I am trying to replace all special characters using Regex and comparing between JavaScript (node.js v10.16.3) and Python (3.7.x)
\t kickref, first really multi-level referral program on the сrypto market, has reached over 20 000 users just in 2 days after its start on september 28.

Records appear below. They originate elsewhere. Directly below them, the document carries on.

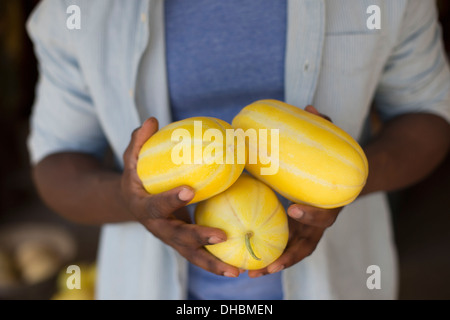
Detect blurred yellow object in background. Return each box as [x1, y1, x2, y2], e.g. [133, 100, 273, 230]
[51, 263, 97, 300]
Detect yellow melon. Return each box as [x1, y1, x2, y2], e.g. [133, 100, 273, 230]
[232, 100, 368, 208]
[137, 117, 245, 203]
[195, 173, 289, 270]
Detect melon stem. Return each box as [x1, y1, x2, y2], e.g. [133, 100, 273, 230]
[245, 231, 261, 261]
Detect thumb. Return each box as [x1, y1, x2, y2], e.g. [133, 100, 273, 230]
[147, 186, 195, 219]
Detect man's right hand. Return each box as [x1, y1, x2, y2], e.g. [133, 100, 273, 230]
[121, 118, 239, 277]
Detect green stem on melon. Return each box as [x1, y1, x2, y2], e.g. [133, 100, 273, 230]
[245, 231, 261, 261]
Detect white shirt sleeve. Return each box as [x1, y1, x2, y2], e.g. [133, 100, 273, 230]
[27, 0, 107, 163]
[375, 0, 450, 122]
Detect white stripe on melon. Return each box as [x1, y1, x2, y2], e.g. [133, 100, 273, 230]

Splitting the sentence into characters just to see the ASCII codes gives me this character array
'["\\t"," ","k","i","c","k","r","e","f",","," ","f","i","r","s","t"," ","r","e","a","l","l","y"," ","m","u","l","t","i","-","l","e","v","e","l"," ","r","e","f","e","r","r","a","l"," ","p","r","o","g","r","a","m"," ","o","n"," ","t","h","e"," ","с","r","y","p","t","o"," ","m","a","r","k","e","t",","," ","h","a","s"," ","r","e","a","c","h","e","d"," ","o","v","e","r"," ","2","0"," ","0","0","0"," ","u","s","e","r","s"," ","j","u","s","t"," ","i","n"," ","2"," ","d","a","y","s"," ","a","f","t","e","r"," ","i","t","s"," ","s","t","a","r","t"," ","o","n"," ","s","e","p","t","e","m","b","e","r"," ","2","8","."]'
This would be the ASCII codes for each letter
'[9,32,107,105,99,107,114,101,102,44,32,102,105,114,115,116,32,114,101,97,108,108,121,32,109,117,108,116,105,45,108,101,118,101,108,32,114,101,102,101,114,114,97,108,32,112,114,111,103,114,97,109,32,111,110,32,116,104,101,32,1089,114,121,112,116,111,32,109,97,114,107,101,116,44,32,104,97,115,32,114,101,97,99,104,101,100,32,111,118,101,114,32,50,48,32,48,48,48,32,117,115,101,114,115,32,106,117,115,116,32,105,110,32,50,32,100,97,121,115,32,97,102,116,101,114,32,105,116,115,32,115,116,97,114,116,32,111,110,32,115,101,112,116,101,109,98,101,114,32,50,56,46]'
The particularly important problem is due to the letter 'c' in the word crypto. Notice its ASCII code is 1089 in the Array
In JS my code to replace the regex looks as follows
const regexSpecialCharacters = new RegExp(/\W/, 'g');
text.replace(regexSpecialCharacters, ' ');
This yields the following sentence
kickref first really multi level referral program on the rypto market has reached over 20 000 users just in 2 days after its start on september 28
The letter c got removed In Python, my regex to do the exact same thing looks like this
import re
regex_special_characters = re.compile(r'\W')
regex_special_characters.sub(' ', text)
This gives me the following output
kickref first really multi level referral program on the сrypto market has reached over 20 000 users just in 2 days after its start on september 28
The letter c here has NOT been removed in Python Can anyone kindly tell me why, I dont want JS removing the letter c either, what do I do?